In terms of being super-productive in remote environments, the biggest lever is to work as asynchronously as possible. Carve off large chunks of work that you can do on your own without having to check in every hour or even every day. For design reviews, do some of them over video, but collect as much feedback via asynchronous comments as you can.


The thing that has taken the most getting used to at an all-remote company is all of the communication that gets done over Slack. The author is not sure if Slack has made me more or less productive. It is likely that it has had effects in both directions.

On the positive side, it’s a very well-designed product for what it does and it makes non-face-to-face communication a snap.

On the negative side, it does feel like a second inbox. It also feels like an excuse not to document decisions properly.

Slack as a tool has the same core problem that Twitter has: it’s too easy to use it in a way that isn’t helpful. Slack has done a good job of trying to lightly push you in healthy directions, but the author still hasn’t had the aha moment where he couldn’t imagine his life without it.

To Slack’s credit, they provide a service that is so flexible that it’s really up to you and your company to use it in a way that adds the most value.


The two things you want most in a job are impact and happiness. Building on the aspects above, the three factors would most determine happiness are:

  • The qualities of your home-office habitat.
  • The qualities of your company’s office habitat.
  • What sort of human interaction you want/need from co-workers on a daily basis.
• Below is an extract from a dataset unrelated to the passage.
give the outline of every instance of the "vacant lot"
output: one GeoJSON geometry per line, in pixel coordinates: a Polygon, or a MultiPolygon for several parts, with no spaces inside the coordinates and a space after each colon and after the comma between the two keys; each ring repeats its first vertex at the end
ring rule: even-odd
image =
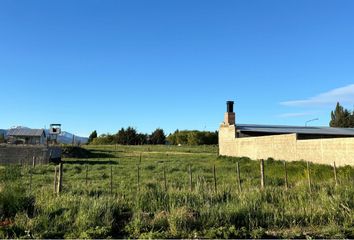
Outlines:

You probably need at least two of those things to fall in your favor to enjoy your chosen path. Additionally, all three could change at any time, and the second one is very dependent on what company you’re talking about.

Another important factor in determining happiness is how hard of a line you want between work and home life. One benefit of traditional office environments is that when you physically leave the office, it’s not too hard to flip the switch and go into “home mode”.